Le monde qui acquiert n’est jamais « de gauche », et les vieux ont beaucoup à perdre, beaucoup d’acquis, à protéger, à conserver. Qu’est-ce que le vieillissement, d’ailleurs, sinon de la conserve jusqu’à pourrissement ? Les vieux ne sont ni plus réalistes ni plus calmes que les jeunes, ils sont moins sensibles, endurcis dans leur aveuglement, en transition vers le refroidissement, dans la peur obsessionnelle de perdre. Et les jeunes se fracassent génération après génération sur l’autorité des vieux qui les contamine, sur le saint-avoir, et ils prennent vite le pli, ils prennent vite de sacrés coups de vieux !
Le projet d’un big bang de l’autorité est par nature un projet d’abrutissement. On ne tient en respect, on ne fait comprendre, on ne fait entendre raison, on ne dicte de conduite que par l’abrutissement. Ça me semble assez simple à comprendre, sans se livrer aux comparaisons de qui lave plus blanc, de qui est le plus méchant ou le plus effrayant. Mais la profession de foi est ici on ne peut plus édifiante. L’obsession rance de la menace est la principale caractéristique, la signature des extrêmes droites qui parviennent inexorablement au pouvoir, dans le monde de la vie qu’on a plutôt que celle qu’on est. Il faut être la vie et non la posséder pour cesser de craindre. C’est pourtant l’hégémonie actuelle de l’avoir qui avance et progresse, avec sa logique autodestructrice.
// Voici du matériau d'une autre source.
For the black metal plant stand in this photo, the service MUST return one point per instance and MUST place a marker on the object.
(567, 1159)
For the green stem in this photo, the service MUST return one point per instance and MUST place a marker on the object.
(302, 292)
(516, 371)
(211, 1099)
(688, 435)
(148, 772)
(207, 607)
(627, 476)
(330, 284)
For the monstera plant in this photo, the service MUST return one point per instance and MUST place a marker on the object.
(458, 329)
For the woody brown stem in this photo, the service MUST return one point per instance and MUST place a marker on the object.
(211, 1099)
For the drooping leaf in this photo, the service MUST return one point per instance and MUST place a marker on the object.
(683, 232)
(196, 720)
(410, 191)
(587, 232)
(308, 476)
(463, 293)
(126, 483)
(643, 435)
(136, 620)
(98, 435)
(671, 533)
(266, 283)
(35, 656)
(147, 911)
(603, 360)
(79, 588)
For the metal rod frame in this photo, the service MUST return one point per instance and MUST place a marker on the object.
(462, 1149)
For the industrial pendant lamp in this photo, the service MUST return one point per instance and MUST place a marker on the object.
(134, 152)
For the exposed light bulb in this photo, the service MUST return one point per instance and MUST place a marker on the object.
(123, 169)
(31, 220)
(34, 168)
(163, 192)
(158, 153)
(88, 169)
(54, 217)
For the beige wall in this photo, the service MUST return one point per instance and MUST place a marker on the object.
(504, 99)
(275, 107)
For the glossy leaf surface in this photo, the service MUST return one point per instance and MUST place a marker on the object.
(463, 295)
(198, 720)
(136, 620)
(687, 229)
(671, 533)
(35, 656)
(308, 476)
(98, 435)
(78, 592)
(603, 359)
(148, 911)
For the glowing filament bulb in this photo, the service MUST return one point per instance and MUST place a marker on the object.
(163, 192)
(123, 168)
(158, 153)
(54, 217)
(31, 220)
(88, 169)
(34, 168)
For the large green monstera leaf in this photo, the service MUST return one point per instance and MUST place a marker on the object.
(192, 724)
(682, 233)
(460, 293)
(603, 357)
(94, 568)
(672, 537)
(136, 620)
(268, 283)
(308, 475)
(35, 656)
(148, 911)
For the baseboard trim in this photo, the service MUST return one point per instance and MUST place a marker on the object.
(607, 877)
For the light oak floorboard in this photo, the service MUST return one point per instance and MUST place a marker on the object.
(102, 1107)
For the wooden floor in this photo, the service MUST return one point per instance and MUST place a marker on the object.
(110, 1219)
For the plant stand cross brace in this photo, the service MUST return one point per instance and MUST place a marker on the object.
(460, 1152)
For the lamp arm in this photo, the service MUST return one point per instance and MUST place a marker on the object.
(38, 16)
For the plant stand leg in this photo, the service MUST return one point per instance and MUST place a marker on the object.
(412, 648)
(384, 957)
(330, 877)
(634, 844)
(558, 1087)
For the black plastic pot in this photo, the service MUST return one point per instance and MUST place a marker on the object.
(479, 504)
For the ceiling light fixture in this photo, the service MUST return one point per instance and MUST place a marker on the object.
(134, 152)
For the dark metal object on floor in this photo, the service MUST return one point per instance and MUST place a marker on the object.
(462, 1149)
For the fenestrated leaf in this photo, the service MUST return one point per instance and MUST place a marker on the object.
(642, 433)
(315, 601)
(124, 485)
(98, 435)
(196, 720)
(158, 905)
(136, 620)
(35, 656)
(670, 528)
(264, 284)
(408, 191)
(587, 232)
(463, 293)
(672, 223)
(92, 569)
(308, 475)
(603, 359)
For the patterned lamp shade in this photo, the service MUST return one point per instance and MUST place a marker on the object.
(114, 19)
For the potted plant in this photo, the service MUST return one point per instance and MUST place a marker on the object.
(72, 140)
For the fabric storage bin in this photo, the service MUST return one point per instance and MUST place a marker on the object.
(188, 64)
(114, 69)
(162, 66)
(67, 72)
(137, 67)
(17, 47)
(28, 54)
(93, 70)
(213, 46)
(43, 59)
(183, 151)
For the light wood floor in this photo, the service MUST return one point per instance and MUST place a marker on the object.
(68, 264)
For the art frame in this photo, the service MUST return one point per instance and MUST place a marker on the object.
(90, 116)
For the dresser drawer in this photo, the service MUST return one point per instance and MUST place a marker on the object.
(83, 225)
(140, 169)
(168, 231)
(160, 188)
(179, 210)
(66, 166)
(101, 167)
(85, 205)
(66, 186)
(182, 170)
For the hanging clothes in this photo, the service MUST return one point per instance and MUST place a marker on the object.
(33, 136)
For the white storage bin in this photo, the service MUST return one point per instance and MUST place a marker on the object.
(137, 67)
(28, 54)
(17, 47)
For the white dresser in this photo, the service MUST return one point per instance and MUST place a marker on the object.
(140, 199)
La sagesse n’a aucun rapport avec l’âge, aucun rapport avec la durée, le temps long, elle n’est autre que la présence à un soi qui est sans âge, sans lien avec la temporalité. Elle ne s’acquiert pas (quelle connerie de le penser), elle est, ou elle n’est pas. Et de façon certaine, elle ne concerne aucun sujet, aucun propriétaire, aucun isolement. Elle concerne un tout non divisible, ce qui signifie qu’elle n’est l’apanage, la réalité, d’absolument personne.
Pensons-nous jamais, où sommes-nous, littéralement, de la pensée, incarnée?